Spinal cord injury charity, Aspire are once again calling for all challenge-seekers to take part in the annual Aspire Channel Swim, which last year saw over 6,000 swimmers jump into pools across the country to complete the 22 mile challenge over 12 weeks.
Aspire, who provide practical help to people who have been paralysed by Spinal Cord Injury, hope to increase the number of swimmers this year to 7,000; made up of Aspire beneficiaries with spinal cord injury, those with an affiliation to the charity and the general public. For its 17th anniversary, the Aspire Channel Swim this year is estimated to be the biggest so far.
Paul Parish, Director of Fundraising and Marketing at Aspire, said:
“Many people know very little about Spinal Cord injury, when in fact in the UK alone, someone is diagnosed every eight hours and there is currently no warning, no preventative measures and no cure. It can happen to anyone at any time, and no one is prepared for how it will change their life. Aspire exists because of this and we need more and more people to join us in raising money and raising awareness.”
Aspire’s projects and programmes enable the funds raised to be utilised in an effective and practical way to help support the 40,000 people living with spinal cord injury in the UK so that they can lead fulfilled and independent lives in their own homes, in their work place and in leisure time.

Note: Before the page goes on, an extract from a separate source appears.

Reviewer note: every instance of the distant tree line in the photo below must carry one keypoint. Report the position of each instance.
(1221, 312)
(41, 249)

Every year, the Aspire Channel Swim raises more money than the year before, with more challengers taking part. Having put a strong focus this year on how the new advertising will impact the recruitment process, Aspire hope to put a new spin on taking part in this year’s swim. With dramatic images of some of this year’s participants being doused in water, comical straplines and personalised sea-based nicknames to immerse the challengers, the charity are hoping to inspire even more of the British public to take the plunge.
Helen Gaskell, who took part in the swim last year, said:
“It’s not only for a very good cause but it’s an amazing personal challenge. To motivate yourself to get in that pool almost every day and to watch those lengths clock up gives you such a good feeling and then to know you’re helping an amazing cause is even better. Last year I met so many lovely people in the pool who saw my swimming cap and told me they were also doing the challenge, I also met people who had never done really any swimming before, they taught themselves, took it slowly and improved so much over the twelve weeks. It was very inspiring to hear and to see. I would recommend anyone to join in and do it. When you have a challenge to do, you don’t want to let anyone down so you don’t make excuses. Also, going for a swim is without a doubt the best way to start the day, so if you do have time to go in the morning, you won’t regret it and you’re guaranteed to have a great day.”

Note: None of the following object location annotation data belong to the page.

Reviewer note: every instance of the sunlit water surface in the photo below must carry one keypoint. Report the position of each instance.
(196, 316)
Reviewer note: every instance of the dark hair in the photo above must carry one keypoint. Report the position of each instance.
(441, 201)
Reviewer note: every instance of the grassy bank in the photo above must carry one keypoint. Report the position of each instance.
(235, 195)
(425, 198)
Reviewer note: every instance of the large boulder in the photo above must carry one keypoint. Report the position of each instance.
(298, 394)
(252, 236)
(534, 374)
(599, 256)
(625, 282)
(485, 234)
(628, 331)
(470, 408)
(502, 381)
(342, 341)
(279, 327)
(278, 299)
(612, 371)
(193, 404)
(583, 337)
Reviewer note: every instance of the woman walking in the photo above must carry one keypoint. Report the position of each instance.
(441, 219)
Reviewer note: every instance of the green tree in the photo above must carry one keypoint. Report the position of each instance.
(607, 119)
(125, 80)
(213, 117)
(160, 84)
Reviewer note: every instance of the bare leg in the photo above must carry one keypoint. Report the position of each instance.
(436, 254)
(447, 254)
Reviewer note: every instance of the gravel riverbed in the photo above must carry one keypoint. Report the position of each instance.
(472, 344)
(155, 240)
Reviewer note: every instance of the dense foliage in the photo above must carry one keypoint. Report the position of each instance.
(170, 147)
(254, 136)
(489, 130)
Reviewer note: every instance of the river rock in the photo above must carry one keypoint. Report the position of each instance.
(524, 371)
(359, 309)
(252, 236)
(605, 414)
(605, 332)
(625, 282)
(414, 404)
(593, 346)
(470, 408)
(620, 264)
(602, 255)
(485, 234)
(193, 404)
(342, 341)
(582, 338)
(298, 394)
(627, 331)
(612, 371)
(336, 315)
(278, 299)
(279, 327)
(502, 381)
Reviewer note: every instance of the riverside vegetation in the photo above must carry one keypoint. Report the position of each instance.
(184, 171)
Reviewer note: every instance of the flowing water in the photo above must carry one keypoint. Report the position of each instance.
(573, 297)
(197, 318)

The Aspire Channel Swim is free to enter and people can choose whether they wish to take part as an individual or as part of a team, and can complete the 22-mile challenge at their local swimming pool, at their own pace.
Swimmers record their progress on an online challenge page which keeps track of where they are on their channel crossing. This page can be shared with friends, family and colleagues, encouraging them to offer support and donations.